Simple Neural Network Using PyTorch

import torch
import torch.nn as nn

# Define an MLP model
class MLP(nn.Module):
    def __init__(self):
        super(MLP, self).__init__()
        self.fc1 = nn.Linear(2, 4)  # Input layer to hidden layer
        self.relu = nn.ReLU()  # Activation function
        self.fc2 = nn.Linear(4, 1)  # Hidden layer to output layer
        self.sigmoid = nn.Sigmoid()  # Output activation

    def forward(self, x):
        x = self.relu(self.fc1(x))
        x = self.sigmoid(self.fc2(x))
        return x

# Instantiate model
model = MLP()
print(model)

Output:

MLP(
  (fc1): Linear(in_features=2, out_features=4, bias=True)
  (relu): ReLU()
  (fc2): Linear(in_features=4, out_features=1, bias=True)
  (sigmoid): Sigmoid()
)

Code Breakdown

XOR Neural Network

# Define loss function and optimizer
criterion = nn.BCELoss()  # Binary Cross-Entropy Loss
optimizer = optim.Adam(model.parameters(), lr=0.01)

# Sample training data
X_train = torch.tensor([[0.0, 0.0], [0.0, 1.0], [1.0, 0.0], [1.0, 1.0]])
y_train = torch.tensor([[0.0], [1.0], [1.0], [0.0]])  # XOR dataset labels

# Training loop
epochs = 1000
for epoch in range(epochs):
    optimizer.zero_grad()
    outputs = model(X_train)  
    loss = criterion(outputs, y_train)
    loss.backward()
    optimizer.step()

    if epoch % 200 == 0:
        print(f"Epoch {epoch}, Loss: {loss.item()}")

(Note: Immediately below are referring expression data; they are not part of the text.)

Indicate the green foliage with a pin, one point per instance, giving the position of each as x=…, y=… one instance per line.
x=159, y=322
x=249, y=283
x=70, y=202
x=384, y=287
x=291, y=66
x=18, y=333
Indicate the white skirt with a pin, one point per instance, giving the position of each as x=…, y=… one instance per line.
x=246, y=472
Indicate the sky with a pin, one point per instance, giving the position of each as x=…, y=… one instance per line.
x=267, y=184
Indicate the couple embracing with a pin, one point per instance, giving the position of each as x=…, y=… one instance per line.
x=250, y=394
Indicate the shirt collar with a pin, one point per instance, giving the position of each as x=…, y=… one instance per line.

# Final output after training
print("Final model output:", model(X_train))

Output:

Epoch 0, Loss: 0.6961403489112854
Epoch 200, Loss: 0.22329354286193848
Epoch 400, Loss: 0.04864644259214401
Epoch 600, Loss: 0.019203947857022285
Epoch 800, Loss: 0.010208996012806892
Final model output: tensor([[0.0055],
        [0.9953],
        [0.9897],
        [0.0047]], grad_fn=<SigmoidBackward0>)

Code Breakdown

This code trains a neural network to learn the XOR function, a basic logic operation where:

  • 0 XOR 0 = 0
  • 0 XOR 1 = 1
  • 1 XOR 0 = 1
  • 1 XOR 1 = 0

Step-by-Step Breakdown:

1. Define Loss Function & Optimizer

  • The Binary Cross-Entropy Loss (BCELoss) measures how well the model’s predictions match actual outputs.
  • Adam optimizer updates the model’s weights to minimize the loss and improve predictions.

2. Define the Training Data (XOR Dataset)

  • The input X_train consists of 4 possible binary combinations (0s and 1s).
  • The expected output y_train follows the XOR truth table.

3. Training the Model (1000 Epochs)

  • The model predicts outputs, calculates loss, and adjusts weights using gradient descent.
  • Loss is printed every 200 epochs to track improvement.

4. Model Evaluation

  • After training, the model makes predictions for X_train, and the results are displayed.

Understanding the Output

The model prints loss values and final predictions. Let’s analyze them:

1. Loss at Different Epochs

2. Final Model Predictions

tensor([[0.0055],
[0.9953],
[0.9897],
[0.0047
]])

These values represent the model’s predicted probabilities (between 0 and 1) after applying the Sigmoid activation function.

 

The model has successfully learned the XOR function!

  • Predictions are very close to the expected values.
  • It correctly classifies XOR outputs after training.